最後に、有段者になると、<概念化>の部分に着目して、「固定観念を破る」ために、他にどういうことができるか、ということを考え始めます。そうすると、この項が含まれる「第2章:妄想編「常識のフェンス」から脳を解放しよう」というタイトルが、俄然、強いメッセージを発してきます。次の項の「苦手な人や自分を嫌っている人と話をする」というのは、「固定観念を破るために他者の視点・視座をつかえ」ということを述べており、さらに言えば、その「視点・視座」は自分からできるだけ遠い方が良い、と言っていることになります。ここまでくると、かなり汎用性の高い”考え方”にたどり着いているわけです。

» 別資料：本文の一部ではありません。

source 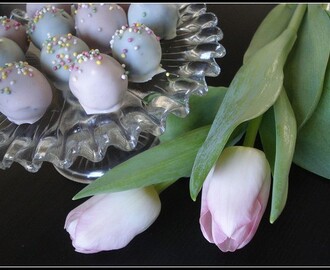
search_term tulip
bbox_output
[64,186,161,254]
[199,146,271,252]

尚、師範代クラスになると、「金巻さんは、この話を具体例から考えたのか、概念から考えたのか、どちらだろうか」ということを考えます。おそらく、章立てを考えた際に、そこから2段、3段ブレイクダウンして、項目を切り出すところまでは概念で進めて、その項目に対して具体例をはめ込んでいきながら、項目の間引き・統合をしたのかなぁなどと思うわけです。そうすると、具体例⇔概念の紐づけ、すなわち双方向で<概念化>を考える必要があるだろうな・・・などといった、著者の「思考の型」そのものを分析して、何か取り込めることは無いか、などと考えることになるでしょう。これは【秘伝書】という話になると思うわけですね。

※これらはすべて、僕の妄想です。僕は金巻一門の師範代どころか、門下生でもなんでもないので、どうぞご笑覧くださいませ(笑

実践して、成長スパイラルに乗ろう

本書は「具体的なテクニック集」の皮を被った、具体例と概念のセットがてんこ盛りになったお得な一冊です。

「思考術」のレベルが、どういう状況にある方でも、読めば必ず得るものがありますので、まずは手に取って一読してみると良いのではないかと思います。そして、読むだけに終わらず、自分の場合に適用してみるように(つまり、中級レベルになれるように)心がけて、実践してみましょう。そうすれば、入門→中級→有段者→師範代と、「思考のプロ」としての階段を着実に上れるはずです。

というわけで、僕も来週から早速、金巻流思考術を実践していきたいと思います。僕と打ち合わせする人が、あらかじめ本書を読んでいると、ネタバレしちゃうなぁという危惧は抱きつつも、日本の知的生産性が向上するのは非常に良いことだと思いますので、是非、切磋琢磨していきましょう!